Csak – FCA confirms a s. 160 challenge on the basis that a TCC judgment of the transferor was incorrect, and confirms that a waiver time limit falling on a Sunday was extended
The taxpayer challenged assessments of her under s. 160(2) respecting unpaid tax of her late husband for his 1988 and 1989 taxation year by arguing that the CRA assessments of him for those years were statute-barred given that CRA had not received a waiver on a timely basis (which had been found by Owen J to be the case for his 1988 taxation year and, in the case of his 1989 taxation year, turned on the proposition that the receipt by CRA of a waiver on a Monday was one day following the expiry of the normal reassessment period on the Sunday).

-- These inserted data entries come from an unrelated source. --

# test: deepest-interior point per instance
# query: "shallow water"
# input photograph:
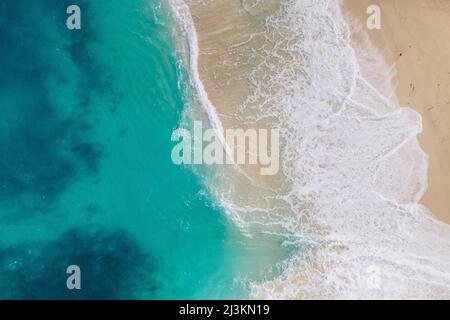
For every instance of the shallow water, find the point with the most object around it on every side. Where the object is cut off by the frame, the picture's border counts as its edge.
(86, 175)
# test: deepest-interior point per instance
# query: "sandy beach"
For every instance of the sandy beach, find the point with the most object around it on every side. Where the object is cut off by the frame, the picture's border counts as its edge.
(414, 36)
(345, 195)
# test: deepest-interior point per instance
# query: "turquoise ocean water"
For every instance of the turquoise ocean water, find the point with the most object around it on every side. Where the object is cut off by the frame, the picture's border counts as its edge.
(86, 176)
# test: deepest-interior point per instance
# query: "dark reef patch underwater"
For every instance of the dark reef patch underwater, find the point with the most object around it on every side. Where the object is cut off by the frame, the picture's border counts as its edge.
(86, 176)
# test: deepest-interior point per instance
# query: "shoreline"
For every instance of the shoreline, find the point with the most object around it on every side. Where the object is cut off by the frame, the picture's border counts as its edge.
(244, 60)
(412, 41)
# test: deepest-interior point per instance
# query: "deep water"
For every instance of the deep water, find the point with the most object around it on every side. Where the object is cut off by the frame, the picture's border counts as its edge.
(86, 176)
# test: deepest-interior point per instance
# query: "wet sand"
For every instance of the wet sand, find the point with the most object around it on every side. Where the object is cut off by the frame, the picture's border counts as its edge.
(415, 38)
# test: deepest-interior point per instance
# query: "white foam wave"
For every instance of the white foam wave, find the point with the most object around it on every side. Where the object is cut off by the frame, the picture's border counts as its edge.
(354, 171)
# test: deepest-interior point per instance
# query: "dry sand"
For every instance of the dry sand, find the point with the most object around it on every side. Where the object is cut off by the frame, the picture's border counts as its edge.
(415, 36)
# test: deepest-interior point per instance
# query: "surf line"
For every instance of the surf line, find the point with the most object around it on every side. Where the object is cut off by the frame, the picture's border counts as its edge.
(249, 147)
(191, 310)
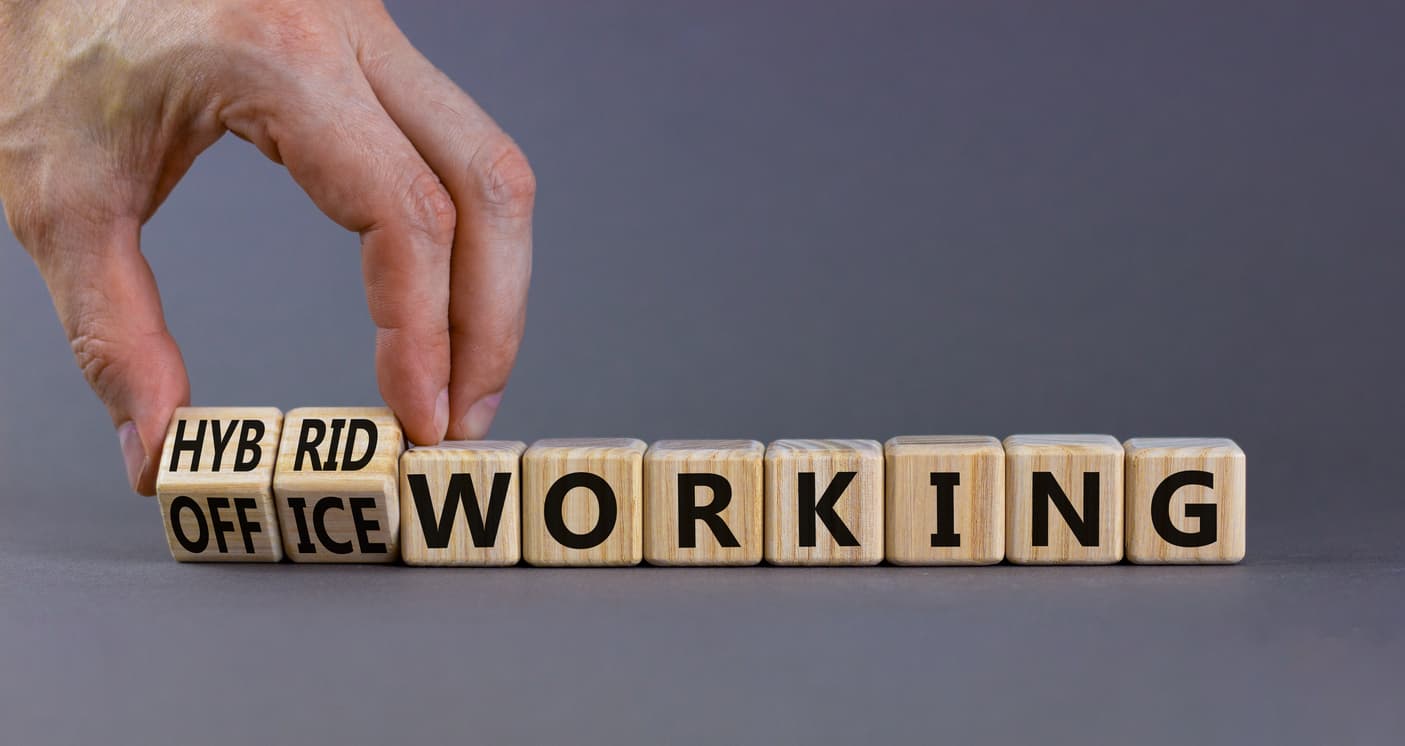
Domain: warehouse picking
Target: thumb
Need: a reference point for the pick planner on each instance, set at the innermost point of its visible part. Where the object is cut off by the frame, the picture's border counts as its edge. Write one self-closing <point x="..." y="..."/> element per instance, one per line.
<point x="107" y="301"/>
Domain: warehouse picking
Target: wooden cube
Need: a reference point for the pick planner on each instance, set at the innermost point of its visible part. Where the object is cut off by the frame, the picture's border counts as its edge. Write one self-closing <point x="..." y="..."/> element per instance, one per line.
<point x="582" y="502"/>
<point x="215" y="485"/>
<point x="1185" y="500"/>
<point x="461" y="503"/>
<point x="824" y="502"/>
<point x="336" y="485"/>
<point x="944" y="500"/>
<point x="703" y="502"/>
<point x="1064" y="499"/>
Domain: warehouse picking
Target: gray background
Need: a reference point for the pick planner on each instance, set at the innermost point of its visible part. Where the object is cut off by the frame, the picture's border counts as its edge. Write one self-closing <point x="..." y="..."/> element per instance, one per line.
<point x="773" y="219"/>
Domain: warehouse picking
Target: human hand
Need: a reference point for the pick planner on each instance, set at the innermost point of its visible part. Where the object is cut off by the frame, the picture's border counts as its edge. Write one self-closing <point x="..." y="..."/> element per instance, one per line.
<point x="106" y="104"/>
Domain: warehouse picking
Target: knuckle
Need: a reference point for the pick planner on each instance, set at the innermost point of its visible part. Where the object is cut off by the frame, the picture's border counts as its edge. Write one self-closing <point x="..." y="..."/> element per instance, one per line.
<point x="430" y="210"/>
<point x="97" y="357"/>
<point x="506" y="181"/>
<point x="30" y="222"/>
<point x="284" y="30"/>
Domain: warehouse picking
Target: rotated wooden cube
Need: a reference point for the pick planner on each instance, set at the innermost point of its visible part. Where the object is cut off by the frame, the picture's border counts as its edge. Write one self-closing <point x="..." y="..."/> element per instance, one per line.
<point x="1064" y="499"/>
<point x="461" y="503"/>
<point x="337" y="482"/>
<point x="703" y="502"/>
<point x="1185" y="500"/>
<point x="944" y="500"/>
<point x="582" y="502"/>
<point x="824" y="502"/>
<point x="215" y="485"/>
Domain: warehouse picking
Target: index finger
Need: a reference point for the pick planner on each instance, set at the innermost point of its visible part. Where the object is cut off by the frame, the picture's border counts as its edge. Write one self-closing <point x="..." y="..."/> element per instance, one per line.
<point x="493" y="193"/>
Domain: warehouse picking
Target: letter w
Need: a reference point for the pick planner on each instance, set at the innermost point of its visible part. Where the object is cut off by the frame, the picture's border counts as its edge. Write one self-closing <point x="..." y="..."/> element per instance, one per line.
<point x="437" y="533"/>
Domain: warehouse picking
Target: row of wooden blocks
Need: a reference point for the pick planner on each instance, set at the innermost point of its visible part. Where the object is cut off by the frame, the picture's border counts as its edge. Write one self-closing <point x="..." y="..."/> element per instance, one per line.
<point x="337" y="485"/>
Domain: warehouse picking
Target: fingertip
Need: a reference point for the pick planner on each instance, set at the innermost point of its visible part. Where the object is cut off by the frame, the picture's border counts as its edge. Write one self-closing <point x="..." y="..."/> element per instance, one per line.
<point x="475" y="423"/>
<point x="134" y="454"/>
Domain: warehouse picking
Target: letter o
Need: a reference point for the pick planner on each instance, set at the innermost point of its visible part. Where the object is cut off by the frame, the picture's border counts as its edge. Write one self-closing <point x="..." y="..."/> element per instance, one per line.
<point x="554" y="510"/>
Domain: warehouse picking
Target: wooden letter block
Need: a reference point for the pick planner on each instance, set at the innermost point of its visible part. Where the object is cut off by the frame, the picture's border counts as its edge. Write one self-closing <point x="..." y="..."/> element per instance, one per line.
<point x="582" y="502"/>
<point x="1185" y="500"/>
<point x="460" y="503"/>
<point x="824" y="502"/>
<point x="946" y="500"/>
<point x="1064" y="499"/>
<point x="703" y="502"/>
<point x="336" y="485"/>
<point x="215" y="485"/>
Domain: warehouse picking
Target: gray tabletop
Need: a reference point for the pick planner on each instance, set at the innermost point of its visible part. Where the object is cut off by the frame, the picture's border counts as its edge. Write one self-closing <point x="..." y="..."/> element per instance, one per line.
<point x="797" y="221"/>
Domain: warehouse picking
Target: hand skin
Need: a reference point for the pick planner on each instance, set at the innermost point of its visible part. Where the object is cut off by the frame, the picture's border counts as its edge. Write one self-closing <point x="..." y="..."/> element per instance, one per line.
<point x="103" y="107"/>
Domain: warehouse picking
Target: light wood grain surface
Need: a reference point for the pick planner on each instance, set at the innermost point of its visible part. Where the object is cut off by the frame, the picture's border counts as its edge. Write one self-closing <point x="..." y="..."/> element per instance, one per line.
<point x="1068" y="458"/>
<point x="479" y="462"/>
<point x="377" y="481"/>
<point x="738" y="461"/>
<point x="1149" y="461"/>
<point x="977" y="506"/>
<point x="860" y="506"/>
<point x="201" y="482"/>
<point x="620" y="462"/>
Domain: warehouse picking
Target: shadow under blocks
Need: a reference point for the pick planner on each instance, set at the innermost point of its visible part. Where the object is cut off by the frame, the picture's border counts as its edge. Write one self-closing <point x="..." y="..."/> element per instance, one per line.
<point x="339" y="485"/>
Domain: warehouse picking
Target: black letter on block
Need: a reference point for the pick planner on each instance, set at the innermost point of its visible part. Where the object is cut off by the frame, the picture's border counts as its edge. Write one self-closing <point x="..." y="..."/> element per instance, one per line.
<point x="308" y="441"/>
<point x="193" y="446"/>
<point x="247" y="527"/>
<point x="946" y="483"/>
<point x="1209" y="531"/>
<point x="364" y="526"/>
<point x="824" y="509"/>
<point x="305" y="545"/>
<point x="319" y="524"/>
<point x="221" y="441"/>
<point x="217" y="523"/>
<point x="249" y="451"/>
<point x="482" y="530"/>
<point x="1047" y="491"/>
<point x="557" y="500"/>
<point x="357" y="464"/>
<point x="193" y="547"/>
<point x="690" y="513"/>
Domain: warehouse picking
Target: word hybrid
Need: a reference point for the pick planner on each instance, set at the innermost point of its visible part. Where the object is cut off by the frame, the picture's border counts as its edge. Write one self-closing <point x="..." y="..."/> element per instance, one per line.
<point x="339" y="485"/>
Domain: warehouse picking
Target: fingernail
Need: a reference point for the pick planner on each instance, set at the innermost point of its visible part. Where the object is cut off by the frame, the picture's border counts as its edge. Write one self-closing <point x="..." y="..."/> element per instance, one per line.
<point x="134" y="455"/>
<point x="441" y="413"/>
<point x="479" y="416"/>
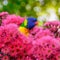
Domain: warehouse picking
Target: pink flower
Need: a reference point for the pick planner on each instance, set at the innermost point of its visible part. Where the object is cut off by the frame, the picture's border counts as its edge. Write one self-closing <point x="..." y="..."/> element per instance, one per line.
<point x="13" y="19"/>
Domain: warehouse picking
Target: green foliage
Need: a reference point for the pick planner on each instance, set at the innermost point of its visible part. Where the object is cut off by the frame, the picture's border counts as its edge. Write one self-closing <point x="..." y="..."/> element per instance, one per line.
<point x="26" y="7"/>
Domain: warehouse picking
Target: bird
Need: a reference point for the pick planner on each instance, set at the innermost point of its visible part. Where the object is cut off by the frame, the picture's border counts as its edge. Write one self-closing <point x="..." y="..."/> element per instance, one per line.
<point x="27" y="25"/>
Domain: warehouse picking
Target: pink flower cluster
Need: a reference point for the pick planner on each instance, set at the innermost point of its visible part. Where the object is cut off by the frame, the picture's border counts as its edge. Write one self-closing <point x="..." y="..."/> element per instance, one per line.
<point x="43" y="43"/>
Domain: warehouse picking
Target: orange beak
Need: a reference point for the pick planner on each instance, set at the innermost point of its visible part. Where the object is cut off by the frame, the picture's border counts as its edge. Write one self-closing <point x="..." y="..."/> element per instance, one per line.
<point x="36" y="23"/>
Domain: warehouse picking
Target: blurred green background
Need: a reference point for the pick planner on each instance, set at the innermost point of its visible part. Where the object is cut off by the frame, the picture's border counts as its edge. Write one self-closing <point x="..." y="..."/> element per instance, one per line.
<point x="41" y="9"/>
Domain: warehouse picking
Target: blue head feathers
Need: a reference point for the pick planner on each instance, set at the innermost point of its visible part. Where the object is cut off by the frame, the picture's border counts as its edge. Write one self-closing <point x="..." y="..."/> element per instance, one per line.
<point x="31" y="22"/>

Biringer JA confirmed (based on Gaucher) that the taxpayer was not precluded from disputing the validity of the assessments of her under s. 160(2) on the grounds that the waivers proffered by CRA were invalid, even though this issue might have been raised, but was not, in the Makuz (2006 TCC 263) group appeals in which the CRA assessments of her husband’s 1988 and 1989 taxation years had been confirmed. Similarly, there was no abuse of process in collaterally attacking the judgments in Markuz (with her waiver arguments) given that the taxpayer had not been a party to that litigation (otherwise than, latterly, as an executor of her husband’s estate) and that Owen J had determined that it was “untenable” to expect her to have raised the waiver-timing issue in those appeals.
In the case of her husband’s 1989 taxation year, this then left the issue as to whether s. 26 of the Interpretation Act had extended the time for the receipt by CRA of the waiver to the Monday. In finding that this had occurred (and in reversing Owen J on this point), Biringer JA stated:
Section 26 is a remedial provision. It provides relief when the time limit for doing a thing expires on a holiday, allowing the thing to be done on the next day that is not a holiday. …
I am satisfied that the filing of a waiver is the “doing of a thing” for the purposes of section 26 … .
… I do not view the time limited for filing a waiver as conceptually different for this purpose from the deadlines for filing a notice of objection or notice of appeal … .
Neal Armstrong. Summaries of Canada v. Csak, 2025 FCA 60 under s. 160(2), s. 152(4)(a)(ii) and General Concepts – Abuse of Process.